Tabletop Exercises with LIFARS Incident Response Team

A new exploit kit dubbed Underminer has been discovered to spread through advertising servers delivering bootkits targeting system boot sectors to inject cryptocurrency, often called crypto mining malware.

Malware researchers have spotted a new exploit kit that ultimately infects the boot sectors of targeted victims’ PCs with a cryptocurrency miner dubbed Hidden Mellifera.

“We discovered a new exploit kit we named Underminer that employs capabilities used by other exploit kits to deter researchers from tracking its activity or reverse engineering the payloads.” reads an excerpt from the analysis published by TrendMicro.

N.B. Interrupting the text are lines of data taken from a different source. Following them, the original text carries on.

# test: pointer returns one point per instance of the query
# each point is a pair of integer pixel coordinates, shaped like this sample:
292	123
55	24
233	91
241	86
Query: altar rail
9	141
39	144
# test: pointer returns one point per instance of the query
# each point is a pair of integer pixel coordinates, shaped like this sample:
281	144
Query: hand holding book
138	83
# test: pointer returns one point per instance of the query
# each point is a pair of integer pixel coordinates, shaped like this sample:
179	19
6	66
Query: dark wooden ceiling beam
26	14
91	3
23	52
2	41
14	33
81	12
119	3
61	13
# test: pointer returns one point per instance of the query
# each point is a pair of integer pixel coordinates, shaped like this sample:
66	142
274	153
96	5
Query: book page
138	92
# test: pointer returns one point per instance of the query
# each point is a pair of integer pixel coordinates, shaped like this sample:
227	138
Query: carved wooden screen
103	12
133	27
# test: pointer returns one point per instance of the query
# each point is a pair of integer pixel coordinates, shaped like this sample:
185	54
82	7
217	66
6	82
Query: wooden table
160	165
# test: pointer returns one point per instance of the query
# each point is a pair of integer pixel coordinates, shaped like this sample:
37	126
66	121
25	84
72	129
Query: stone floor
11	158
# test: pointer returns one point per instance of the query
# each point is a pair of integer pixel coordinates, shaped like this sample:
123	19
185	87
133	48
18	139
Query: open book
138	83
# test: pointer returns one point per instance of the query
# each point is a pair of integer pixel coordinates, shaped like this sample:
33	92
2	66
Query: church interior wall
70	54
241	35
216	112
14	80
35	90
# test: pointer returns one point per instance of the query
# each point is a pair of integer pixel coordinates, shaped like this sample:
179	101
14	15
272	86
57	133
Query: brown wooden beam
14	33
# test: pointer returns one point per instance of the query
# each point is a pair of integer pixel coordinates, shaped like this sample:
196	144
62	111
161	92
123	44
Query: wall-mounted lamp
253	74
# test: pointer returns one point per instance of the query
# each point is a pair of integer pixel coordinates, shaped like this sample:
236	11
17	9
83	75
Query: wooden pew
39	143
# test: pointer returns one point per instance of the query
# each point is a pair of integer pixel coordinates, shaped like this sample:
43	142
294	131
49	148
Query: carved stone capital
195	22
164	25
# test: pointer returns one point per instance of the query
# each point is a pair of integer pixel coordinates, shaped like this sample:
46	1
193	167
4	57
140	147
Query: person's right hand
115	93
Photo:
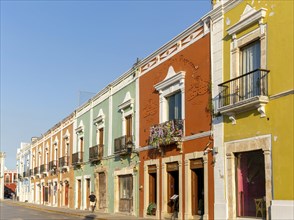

Specifically, the rootkit delivers a malware through an encrypted transmission control protocol (TCP) tunnel and includes malicious files with a format similar to ROM file system format, making it a difficult channel to analyze the exploit kit and its payload. This is not the first time when crypto mining malware is deployed to mind cryptocurrencies.

Initially discovered in July 2017, the exploit kit only contained code for Flash vulnerability exploits at the time and delivered fileless payloads to execute the malware.

The Underminer EK also includes functionalities used by other exploit kits, including:

  • Browser filtering and filtering;
  • URL randomization;
  • Preventing of client revisits;
  • Asymmetric encryption of payloads

The exploit kit also uses RSA encryption to safeguard the exploit code and prevent their traffic from being replayed. Underminer also generates a random key to send it to its command-and-control (C&C) server before exploiting the vulnerabilities.

TrendMicro researchers concluded:

Like other exploits before it, we expect Underminer to hone their techniques to further obfuscate the ways they deliver their malicious content and exploit more vulnerabilities while deterring security researchers from looking into their activities. And given the nature of their operations, we also expect them to diversify their payloads.